Wyszedł z kabiny, wytarł się i umył zęby, żeby zabić nieprzyjemny posmak przetrawionego alkoholu. W ogóle nie pamiętał, jak wrócił do domu. Zwykle nie przesadzał z piciem, ale wczoraj popłynęli. Miks piwa z wódką mścił się dziś okrutnie.
Miał nadzieję, że po pijaku nie narobił żadnych głupot. Tknięty tą myślą, pobiegł do sypialni po telefon.
— Jezu, gdzie ja posiałem tę komórkę?
Nerwowo przeszukiwał rozrzucone na podłodze ubrania. W kieszeni spodni wyczuł znajomy ciężar i z ulgą wydobył telefon. Miał kilka nieodebranych połączeń i trzy SMS-y. Żaden nie był od Michała z tekstem „Zobacz, jak się wygłupiłeś”, za to wszystkie były od wydawnictwa. Zdecydowanie nie poprawiło to Antkowi humoru.
Znowu go ponaglali, chociaż do końca tygodnia miał jeszcze kilka dni. A przynajmniej tak zakładał. Tyle że teraz zaświtała mu w głowie niepokojąca myśl. Spojrzał jeszcze raz na treść ostatniego SMS-a.
Jeżeli do końca tygodnia nie dostaniemy konspektu wraz z pierwszym rozdziałem, to zrywamy współpracę i będzie pan musiał zapłacić karę!
Zrobiło mu się gorąco i poczuł narastającą panikę. Była sobota. Czy „koniec tygodnia” oznacza jutro, czy następną niedzielę? Czy może następny piątek? Wiadomości były wysłane poprzedniego dnia wieczorem, gdy był w knajpie z Michałem. Istniała więc szansa, że chodzi o kolejny tydzień, co oznaczało, że miał jeszcze trochę czasu, by zapobiec katastrofie.
„Ranne zorze” zastąpiła homilia, podczas której gniewny głos kapłana gromił wiernych za brak pobożności, niewiernych zaś za wszechobecną sodomę i gomorę.
Muszę spisać dzisiaj przynajmniej zarys fabuły i głównych postaci – pomyślał Antek.
Spojrzał na sufit. W mieszkaniu nie miał szans na napisanie z sensem czegokolwiek. Chyba że miałby to być opis okrutnych średniowiecznych tortur zadawanych sąsiadce z góry. Postanowił przenieść się do pobliskiego parku, w którym czasem szukał inspiracji.
Gdy chciał spakować laptop, zauważył, że nie jest podłączony do zasilacza. Pewnie wtyczka, jak zwykle, wypadła z wyrobionego złącza. Sprawdził naładowanie baterii.
— Połowa – mruknął niezadowolony. – Musi wystarczyć.
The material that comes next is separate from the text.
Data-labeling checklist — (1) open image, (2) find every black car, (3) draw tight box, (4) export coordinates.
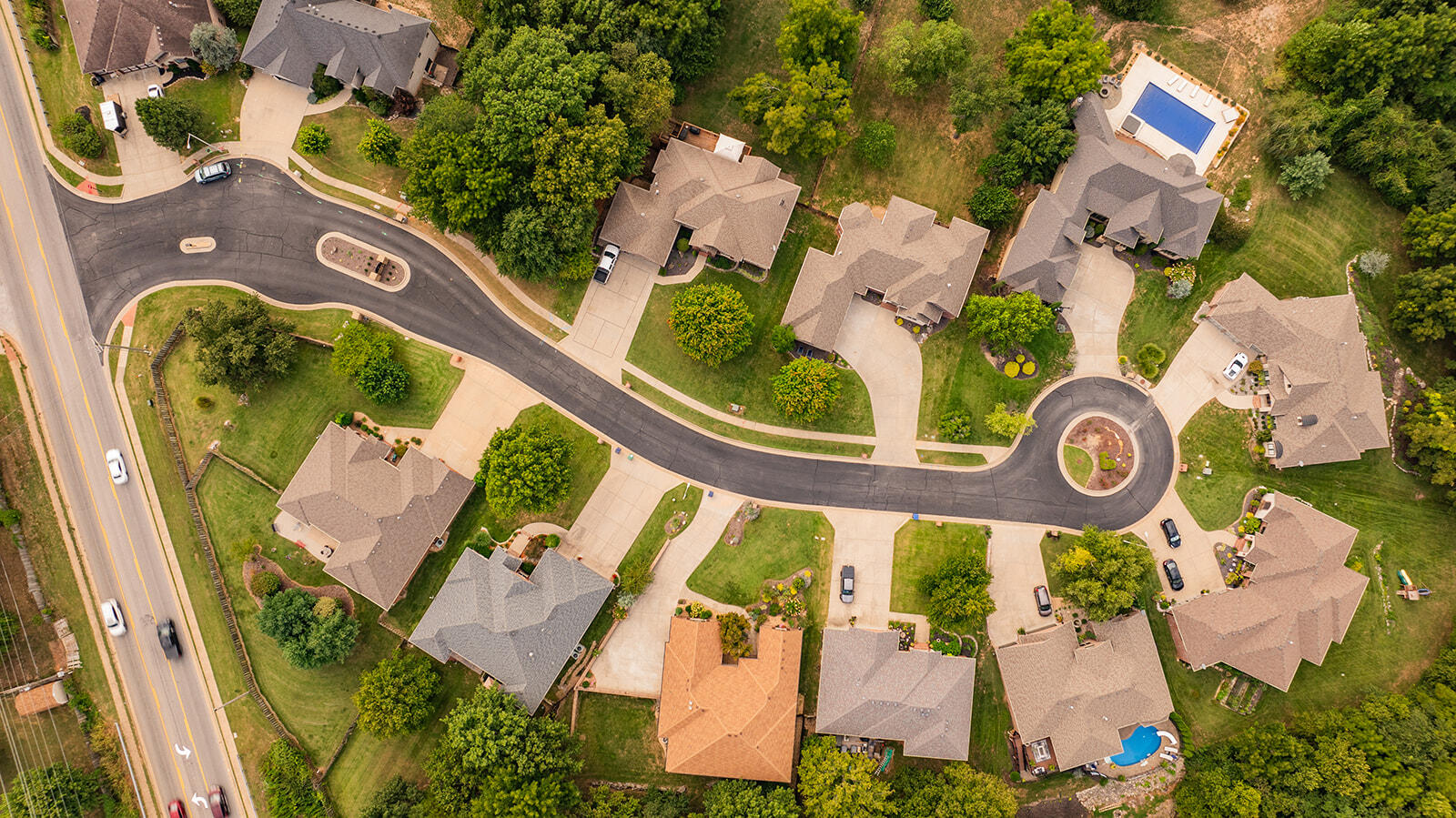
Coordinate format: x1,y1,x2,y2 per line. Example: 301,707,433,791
1163,559,1182,591
157,619,182,660
1158,517,1182,549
Już miał wyjść z mieszkania, gdy nagle coś przyszło mu do głowy. Podszedł do komody i włączył stojące na niej radio. Odbiornik miał ustawiony na ulubioną lewicową stację. Właśnie zapowiadano rozmowę z założycielką organizacji Aborcja Bez Granic i z redaktorem portalu Itymożeszbyćgejem.com.
Antek uśmiechnął się złośliwie.
— Idealnie!
Podkręcił głośność i zadowolony wyszedł z mieszkania, myśląc o reakcji upierdliwej sąsiadki.
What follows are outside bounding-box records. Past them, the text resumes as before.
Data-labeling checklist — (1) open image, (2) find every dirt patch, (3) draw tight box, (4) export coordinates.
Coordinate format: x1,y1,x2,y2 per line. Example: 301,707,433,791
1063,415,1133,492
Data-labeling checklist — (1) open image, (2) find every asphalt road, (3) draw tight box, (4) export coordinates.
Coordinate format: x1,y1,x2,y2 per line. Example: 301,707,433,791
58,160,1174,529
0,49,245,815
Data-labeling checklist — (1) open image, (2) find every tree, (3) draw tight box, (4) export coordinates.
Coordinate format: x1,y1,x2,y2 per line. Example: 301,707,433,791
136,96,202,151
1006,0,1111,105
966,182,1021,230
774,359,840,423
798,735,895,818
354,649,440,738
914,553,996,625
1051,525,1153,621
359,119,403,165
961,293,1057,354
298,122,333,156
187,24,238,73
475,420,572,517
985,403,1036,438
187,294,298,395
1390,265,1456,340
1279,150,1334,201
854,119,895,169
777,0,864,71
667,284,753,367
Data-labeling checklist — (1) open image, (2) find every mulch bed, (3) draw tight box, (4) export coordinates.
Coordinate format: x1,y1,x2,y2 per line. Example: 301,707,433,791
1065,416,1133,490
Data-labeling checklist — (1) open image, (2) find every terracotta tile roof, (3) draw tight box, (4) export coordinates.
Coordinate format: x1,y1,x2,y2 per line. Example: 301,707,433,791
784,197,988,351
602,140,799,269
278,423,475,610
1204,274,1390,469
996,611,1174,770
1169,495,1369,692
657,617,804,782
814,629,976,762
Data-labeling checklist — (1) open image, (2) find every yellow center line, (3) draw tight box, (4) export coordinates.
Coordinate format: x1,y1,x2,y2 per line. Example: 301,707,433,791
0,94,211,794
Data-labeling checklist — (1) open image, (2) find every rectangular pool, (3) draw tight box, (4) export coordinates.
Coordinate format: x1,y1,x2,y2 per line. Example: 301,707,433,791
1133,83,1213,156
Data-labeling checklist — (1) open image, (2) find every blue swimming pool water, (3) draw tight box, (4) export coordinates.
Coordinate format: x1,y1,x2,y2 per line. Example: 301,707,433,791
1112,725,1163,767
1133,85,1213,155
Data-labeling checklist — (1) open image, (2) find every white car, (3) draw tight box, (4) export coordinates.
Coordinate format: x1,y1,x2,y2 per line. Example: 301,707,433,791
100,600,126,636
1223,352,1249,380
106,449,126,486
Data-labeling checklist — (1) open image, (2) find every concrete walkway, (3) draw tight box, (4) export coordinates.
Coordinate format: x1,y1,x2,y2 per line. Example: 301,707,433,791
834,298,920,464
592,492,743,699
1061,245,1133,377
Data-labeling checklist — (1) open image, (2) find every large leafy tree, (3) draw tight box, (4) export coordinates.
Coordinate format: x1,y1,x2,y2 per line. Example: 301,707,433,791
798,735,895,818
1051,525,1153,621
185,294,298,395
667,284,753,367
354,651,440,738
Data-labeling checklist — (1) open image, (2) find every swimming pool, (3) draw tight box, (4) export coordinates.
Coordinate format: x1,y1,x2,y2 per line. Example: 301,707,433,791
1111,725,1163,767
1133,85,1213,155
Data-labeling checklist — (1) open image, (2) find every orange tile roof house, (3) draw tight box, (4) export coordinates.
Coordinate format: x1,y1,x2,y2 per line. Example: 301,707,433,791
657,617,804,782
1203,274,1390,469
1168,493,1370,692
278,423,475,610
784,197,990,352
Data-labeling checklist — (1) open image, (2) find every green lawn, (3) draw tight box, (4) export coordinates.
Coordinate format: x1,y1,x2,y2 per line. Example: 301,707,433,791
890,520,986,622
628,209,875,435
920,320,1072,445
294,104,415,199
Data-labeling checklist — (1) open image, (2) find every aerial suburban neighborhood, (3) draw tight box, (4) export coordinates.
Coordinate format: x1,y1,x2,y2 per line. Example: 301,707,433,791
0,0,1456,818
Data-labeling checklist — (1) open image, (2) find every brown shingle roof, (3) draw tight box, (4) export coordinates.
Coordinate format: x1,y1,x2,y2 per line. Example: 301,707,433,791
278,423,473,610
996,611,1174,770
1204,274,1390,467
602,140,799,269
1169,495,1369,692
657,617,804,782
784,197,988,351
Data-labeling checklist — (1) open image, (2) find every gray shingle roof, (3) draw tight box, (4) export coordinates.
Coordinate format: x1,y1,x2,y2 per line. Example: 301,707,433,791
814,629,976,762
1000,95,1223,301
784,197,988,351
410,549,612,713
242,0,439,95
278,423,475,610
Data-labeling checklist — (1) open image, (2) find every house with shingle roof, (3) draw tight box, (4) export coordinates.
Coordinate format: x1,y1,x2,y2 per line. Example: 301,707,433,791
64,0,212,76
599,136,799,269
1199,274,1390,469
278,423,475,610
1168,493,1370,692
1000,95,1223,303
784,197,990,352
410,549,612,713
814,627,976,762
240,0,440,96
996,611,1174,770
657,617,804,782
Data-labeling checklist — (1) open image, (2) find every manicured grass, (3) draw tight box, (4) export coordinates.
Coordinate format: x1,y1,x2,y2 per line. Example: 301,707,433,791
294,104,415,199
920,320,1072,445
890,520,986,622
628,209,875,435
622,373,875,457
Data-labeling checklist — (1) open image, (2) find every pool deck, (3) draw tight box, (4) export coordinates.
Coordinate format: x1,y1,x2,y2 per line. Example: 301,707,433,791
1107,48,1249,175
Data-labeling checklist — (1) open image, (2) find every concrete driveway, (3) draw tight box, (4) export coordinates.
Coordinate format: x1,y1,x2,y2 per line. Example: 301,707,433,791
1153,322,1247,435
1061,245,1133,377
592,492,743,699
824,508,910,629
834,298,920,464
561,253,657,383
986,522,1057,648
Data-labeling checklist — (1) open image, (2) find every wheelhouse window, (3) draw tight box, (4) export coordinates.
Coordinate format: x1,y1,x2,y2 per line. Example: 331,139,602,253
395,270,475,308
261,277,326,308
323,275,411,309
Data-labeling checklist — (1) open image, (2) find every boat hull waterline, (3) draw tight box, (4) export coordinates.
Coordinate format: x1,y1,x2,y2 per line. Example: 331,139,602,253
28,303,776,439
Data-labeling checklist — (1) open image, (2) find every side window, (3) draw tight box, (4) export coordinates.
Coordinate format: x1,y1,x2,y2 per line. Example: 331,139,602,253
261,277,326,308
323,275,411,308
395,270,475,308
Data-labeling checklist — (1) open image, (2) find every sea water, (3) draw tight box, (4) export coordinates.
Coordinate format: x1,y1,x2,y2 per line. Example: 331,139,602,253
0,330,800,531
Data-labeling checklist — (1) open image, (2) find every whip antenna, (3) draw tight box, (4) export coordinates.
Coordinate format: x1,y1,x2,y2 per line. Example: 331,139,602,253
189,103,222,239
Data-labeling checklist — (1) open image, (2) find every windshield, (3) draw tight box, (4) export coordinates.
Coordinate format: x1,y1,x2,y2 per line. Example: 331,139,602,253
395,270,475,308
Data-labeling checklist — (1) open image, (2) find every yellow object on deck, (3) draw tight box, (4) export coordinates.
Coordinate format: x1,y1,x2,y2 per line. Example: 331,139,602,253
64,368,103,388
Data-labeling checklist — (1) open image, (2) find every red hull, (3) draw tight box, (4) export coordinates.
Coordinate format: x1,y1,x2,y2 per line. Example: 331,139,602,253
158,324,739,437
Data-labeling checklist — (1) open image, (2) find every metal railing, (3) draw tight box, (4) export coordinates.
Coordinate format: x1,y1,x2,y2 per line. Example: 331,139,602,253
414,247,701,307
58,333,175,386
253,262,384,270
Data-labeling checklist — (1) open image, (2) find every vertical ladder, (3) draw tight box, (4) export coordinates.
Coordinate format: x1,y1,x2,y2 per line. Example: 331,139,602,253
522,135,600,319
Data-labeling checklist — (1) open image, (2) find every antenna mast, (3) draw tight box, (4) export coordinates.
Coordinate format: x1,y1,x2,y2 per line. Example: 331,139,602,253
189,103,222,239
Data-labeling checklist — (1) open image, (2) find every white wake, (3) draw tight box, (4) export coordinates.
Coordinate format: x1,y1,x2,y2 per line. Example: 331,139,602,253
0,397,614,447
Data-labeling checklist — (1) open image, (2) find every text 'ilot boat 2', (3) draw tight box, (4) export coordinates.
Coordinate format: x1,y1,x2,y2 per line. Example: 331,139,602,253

Park, do którego dotarł spacerem w piętnaście minut, był w zasadzie mauzoleum z poprzedniej, słusznie minionej epoki. Pomiędzy drzewami widać było mogiły żołnierzy Armii Czerwonej, poległych w drugiej wojny światowej.
Centralną część parku zajmował wybetonowany plac z wielkimi pomnikami czerwonoarmistów zastygłych w walce. Przed 1989 rokiem regularnie odbywały się na nim uroczystości ku czci poległych braci radzieckich. Zawsze z pompą w obecności partyjnych oficjeli oraz wielce szanownych gości ze Związku Radzieckiego.
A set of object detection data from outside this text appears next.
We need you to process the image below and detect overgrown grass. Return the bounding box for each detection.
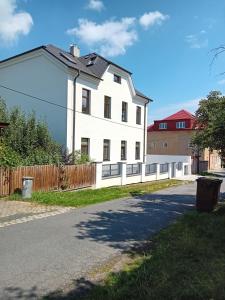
[82,205,225,300]
[199,171,223,177]
[10,180,182,207]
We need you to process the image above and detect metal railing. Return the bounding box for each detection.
[102,164,121,178]
[145,164,157,175]
[127,163,141,176]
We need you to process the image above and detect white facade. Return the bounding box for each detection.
[0,49,147,163]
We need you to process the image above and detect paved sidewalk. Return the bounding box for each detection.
[0,200,71,228]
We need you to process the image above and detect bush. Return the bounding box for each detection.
[0,144,23,167]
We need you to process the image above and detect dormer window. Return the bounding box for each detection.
[176,121,186,129]
[114,74,121,84]
[159,123,167,129]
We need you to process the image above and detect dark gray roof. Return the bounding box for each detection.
[0,45,151,101]
[43,45,101,79]
[135,89,153,102]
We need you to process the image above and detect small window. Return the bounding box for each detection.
[160,163,169,174]
[114,74,121,84]
[159,123,167,129]
[104,96,111,119]
[81,138,90,155]
[82,89,91,114]
[122,101,128,122]
[121,141,127,160]
[177,162,182,171]
[176,121,186,129]
[103,140,110,161]
[135,142,141,159]
[150,142,156,149]
[136,106,141,125]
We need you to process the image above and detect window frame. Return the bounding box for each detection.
[113,74,121,84]
[121,101,128,122]
[103,139,111,161]
[120,140,127,161]
[80,137,90,156]
[176,121,186,129]
[81,88,91,115]
[104,96,112,119]
[135,142,141,160]
[159,122,167,130]
[136,105,141,125]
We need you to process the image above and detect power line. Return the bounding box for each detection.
[0,84,143,131]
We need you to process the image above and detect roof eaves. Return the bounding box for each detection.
[0,45,45,64]
[82,52,132,75]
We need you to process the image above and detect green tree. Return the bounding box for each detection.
[0,98,62,165]
[192,91,225,158]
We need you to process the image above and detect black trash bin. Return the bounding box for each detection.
[196,177,223,212]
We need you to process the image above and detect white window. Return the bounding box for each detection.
[159,123,167,129]
[176,121,185,129]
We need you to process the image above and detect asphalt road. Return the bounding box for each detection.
[0,183,225,300]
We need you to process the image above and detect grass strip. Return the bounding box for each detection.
[9,180,183,207]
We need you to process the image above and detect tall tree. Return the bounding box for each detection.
[0,98,62,165]
[192,91,225,158]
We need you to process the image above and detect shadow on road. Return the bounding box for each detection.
[76,194,195,252]
[0,194,195,300]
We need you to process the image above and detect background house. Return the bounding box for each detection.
[147,110,221,173]
[0,45,150,163]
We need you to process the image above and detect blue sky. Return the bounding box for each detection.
[0,0,225,122]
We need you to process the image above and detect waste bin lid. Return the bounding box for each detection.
[23,176,34,180]
[196,177,223,183]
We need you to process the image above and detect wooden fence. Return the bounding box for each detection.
[0,163,96,196]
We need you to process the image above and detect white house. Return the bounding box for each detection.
[0,45,151,164]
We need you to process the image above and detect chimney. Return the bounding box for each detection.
[70,44,80,57]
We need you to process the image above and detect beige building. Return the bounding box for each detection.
[147,110,221,173]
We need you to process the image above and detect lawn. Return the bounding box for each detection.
[82,205,225,300]
[9,180,183,207]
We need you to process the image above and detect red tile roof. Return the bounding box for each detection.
[163,109,195,120]
[147,109,195,131]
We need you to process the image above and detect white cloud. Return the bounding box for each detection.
[67,12,169,56]
[217,79,225,85]
[87,0,104,11]
[0,0,33,45]
[67,18,138,56]
[139,11,169,29]
[185,30,209,49]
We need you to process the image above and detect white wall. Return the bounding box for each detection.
[68,67,148,163]
[0,50,67,144]
[146,154,191,164]
[0,50,147,163]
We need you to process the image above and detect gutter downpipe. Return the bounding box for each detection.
[72,70,80,163]
[143,101,150,163]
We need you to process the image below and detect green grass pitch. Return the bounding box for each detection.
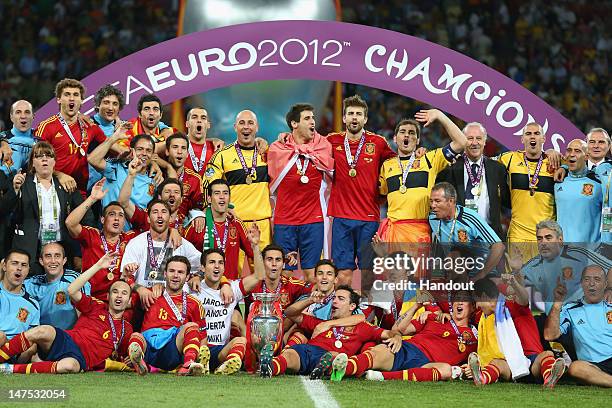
[0,373,612,408]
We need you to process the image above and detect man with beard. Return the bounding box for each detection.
[340,293,478,381]
[260,285,401,379]
[23,242,89,330]
[0,253,132,374]
[204,110,272,269]
[129,255,210,375]
[34,78,124,197]
[327,95,396,285]
[544,265,612,388]
[66,179,136,302]
[121,199,200,310]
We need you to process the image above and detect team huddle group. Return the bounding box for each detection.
[0,79,612,388]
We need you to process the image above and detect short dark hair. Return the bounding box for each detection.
[166,132,189,150]
[137,94,162,114]
[315,258,338,277]
[147,198,172,215]
[130,134,155,152]
[474,278,499,300]
[206,176,232,197]
[285,103,314,130]
[342,95,368,117]
[393,119,421,139]
[164,255,191,275]
[94,84,125,111]
[200,248,225,266]
[336,285,361,308]
[4,248,30,263]
[261,244,285,259]
[102,201,125,217]
[156,178,183,197]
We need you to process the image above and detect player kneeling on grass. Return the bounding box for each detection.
[260,285,402,380]
[127,255,210,375]
[0,253,132,374]
[465,275,565,388]
[197,223,265,375]
[334,293,477,381]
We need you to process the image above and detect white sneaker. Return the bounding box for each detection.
[366,370,385,381]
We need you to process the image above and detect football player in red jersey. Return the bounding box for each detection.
[260,285,402,379]
[66,178,136,302]
[0,253,132,374]
[129,255,210,375]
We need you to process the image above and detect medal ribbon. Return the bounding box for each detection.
[234,142,257,177]
[523,152,544,189]
[344,130,365,169]
[106,312,125,353]
[147,232,170,271]
[164,290,187,324]
[57,113,87,150]
[188,142,208,173]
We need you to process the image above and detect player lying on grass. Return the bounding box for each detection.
[0,252,132,374]
[333,293,477,381]
[260,285,401,379]
[465,275,565,389]
[127,255,210,375]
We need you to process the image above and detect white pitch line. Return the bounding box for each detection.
[300,376,340,408]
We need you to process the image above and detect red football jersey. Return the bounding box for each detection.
[244,275,312,310]
[77,225,136,302]
[506,301,544,356]
[274,157,323,225]
[185,140,215,180]
[299,314,384,356]
[406,313,478,365]
[142,293,206,338]
[66,295,133,370]
[35,115,106,195]
[183,219,253,279]
[327,131,396,221]
[178,168,204,217]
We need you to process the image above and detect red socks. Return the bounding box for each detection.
[382,367,442,382]
[345,351,374,377]
[0,333,32,363]
[13,361,57,374]
[183,326,200,363]
[272,355,287,375]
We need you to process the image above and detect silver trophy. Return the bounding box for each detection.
[251,293,283,368]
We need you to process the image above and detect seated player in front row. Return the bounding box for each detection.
[0,253,132,374]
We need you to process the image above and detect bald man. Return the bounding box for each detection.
[554,139,603,243]
[204,110,272,272]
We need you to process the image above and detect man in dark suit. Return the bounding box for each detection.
[436,122,510,241]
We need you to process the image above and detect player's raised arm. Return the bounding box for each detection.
[68,252,118,303]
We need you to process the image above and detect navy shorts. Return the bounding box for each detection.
[145,330,183,371]
[38,327,87,371]
[332,218,378,270]
[208,344,225,370]
[290,344,327,375]
[274,222,323,271]
[391,341,431,371]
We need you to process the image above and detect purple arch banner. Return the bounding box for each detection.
[36,21,584,150]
Współcześnie po paradach i uroczystościach państwowych nie został nawet ślad. Raz do roku przyjeżdżał ambasador Federacji Rosyjskiej i dyskretnie składał wieńce, szczelnie otoczony przez policję oraz ochroniarzy z ambasady. Czasem towarzyszyli mu aktywiści protestujący przeciwko agresywnej polityce Rosji wobec jej sąsiadów. Po aneksji Krymu i wybuchu wojny w Ukrainie demonstrantom zdarzało się niszczyć pomniki i skandować mało cenzuralne hasła.
W czasie jednego z incydentów ambasador rosyjski oberwał balonikiem – zapewne była to prezerwatywa – napełnionym farbą, która rozlała się po jego facjacie i garniturze, tworząc dość makabryczny widok.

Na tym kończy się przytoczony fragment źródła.